Gonzalo percurssionista e músico profissional de vibrafone e marimba, elemento de orquestras que enchem grandes salas da capital argentina, centro vibrante de cultura. A Buenos Aires de Gonzalo e de Jazmin, a sua namorada, activista severa, é a que estou a conhecer. Polvilhada com longas conversas noite dentro, na sua pequena casa octogenária da calle Blanco Encalada. Luz quente e rosada de três pequenos candeeiros e palavras sobre Argentina, Angola, política, memórias, música, cultura, História e mulheres.

A cidade. Altamente europeia no aspecto, no jeito de vestir e de andar. Cinzenta, triste. Melancólica e feminina. Ao mesmo tempo, com uma vibração diferente. América Latina que não se reconhece a si mesma, presa que está numa longínqua raiz europeia que supostamente a valoriza e diferencia. Identidades cruzadas, no fundo.

Os edifícios elegantes do centro, os novos arranha-céus de gosto bastante, mas bastante duvidoso. San Telmo com a feira de antiguidades de domingo, antigo bairro negro da cidade, quando ainda os havia (os negros). La Boca, pobreza em jeito de cartão-postal pintado a cores vivas no lugar onde aportavam os imigrantes que fizeram este país como ele é. Centro turístico de excelência, com tudo o que de aborrecido isso tem.

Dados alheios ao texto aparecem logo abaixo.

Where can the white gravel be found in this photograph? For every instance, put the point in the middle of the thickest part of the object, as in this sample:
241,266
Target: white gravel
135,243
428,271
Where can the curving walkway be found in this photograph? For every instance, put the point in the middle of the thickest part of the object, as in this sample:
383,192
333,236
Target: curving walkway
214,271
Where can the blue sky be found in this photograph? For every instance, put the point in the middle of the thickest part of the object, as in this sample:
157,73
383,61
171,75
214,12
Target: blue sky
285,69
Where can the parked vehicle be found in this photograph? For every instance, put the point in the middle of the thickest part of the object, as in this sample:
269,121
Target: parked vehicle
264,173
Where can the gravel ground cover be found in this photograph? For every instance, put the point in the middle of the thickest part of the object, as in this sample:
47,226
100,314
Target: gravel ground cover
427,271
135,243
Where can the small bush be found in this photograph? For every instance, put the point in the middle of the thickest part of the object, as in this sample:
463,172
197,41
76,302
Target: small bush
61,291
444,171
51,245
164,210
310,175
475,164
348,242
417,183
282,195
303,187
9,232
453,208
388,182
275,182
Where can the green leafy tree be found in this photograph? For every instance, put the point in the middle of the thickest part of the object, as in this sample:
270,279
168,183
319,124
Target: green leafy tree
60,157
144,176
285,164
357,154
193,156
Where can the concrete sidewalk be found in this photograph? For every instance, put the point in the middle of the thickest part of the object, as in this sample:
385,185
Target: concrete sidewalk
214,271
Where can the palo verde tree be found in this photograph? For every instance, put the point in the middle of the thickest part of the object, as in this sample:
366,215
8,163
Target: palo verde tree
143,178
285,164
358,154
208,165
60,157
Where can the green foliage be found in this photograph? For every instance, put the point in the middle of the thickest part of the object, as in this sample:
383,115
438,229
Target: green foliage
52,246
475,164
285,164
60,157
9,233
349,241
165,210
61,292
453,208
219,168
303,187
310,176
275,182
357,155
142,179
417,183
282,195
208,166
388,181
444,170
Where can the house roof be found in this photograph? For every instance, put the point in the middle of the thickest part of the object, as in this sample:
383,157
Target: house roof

Belgrano, Puerto Madero, La Recoleta e um cemitério monumental onde descansam todos os presidentes e personagens importantes e snobes. Importante ponto turístico também, mórbido até ao esqueleto. O bairro judeu onde, em 1994, um atentado matou dezenas de pessoas. Ao longo de uma das ruas, o nome da cada uma das vítimas, simbolizadas por árvores.

A cidade. Quadrada, das “cuadras” que tudo indicam e a todos orientam. O sotaque característico dos argentinos, em que o “ll” vira “ch”. Boludo, pelotudo, kilombo, chavon, guita, mina, pibe. Trocar o “tu” por “vos”, o “vosotros” por “ustedes”. Seis anos depois, mergulho de novo no espanhol que, afinal, não esqueci.

Comer o assado é ritual. Carne de todos os tipos e feitios, enchidos de todos os tipos e feitios, uma digestão pesada que ajuda a digerir o fernet, licor cá da banda feito de ervas, amargo adocicado por Coca Cola. Trazido da Europa pelos imigrantes.

Os ecos de Buenos Aires, que se tem vindo a mostrar uma espécie de laboratório político e social da América Latina. Lembranças de repressão, como a de 2001, depois da hecatombe financeira do país. Assembleias populares por todos os bairros, manifestações, perseguição, espionagem, mortes seleccionadas, o assassínio de um anjo que andava de bicicleta, imortalizado na música “El Ángel de la Bicicleta”.

O anjo - activista social que geria um "comedor" para crianças pobres, personagem identificado então pelas autoridades como agitador social. Antes de ser morto a sangue frio, gritou a frase que virou refrão de música e um ícone desses tempos: “bajen las armas/ que aquí solo hay pibes comiendo”. Morreu. Nos dias seguintes por toda a cidade a imagem de um anjo de bicicleta foi chapada nas paredes públicas. Sarampo de consciência. Não morreu. E virou mito.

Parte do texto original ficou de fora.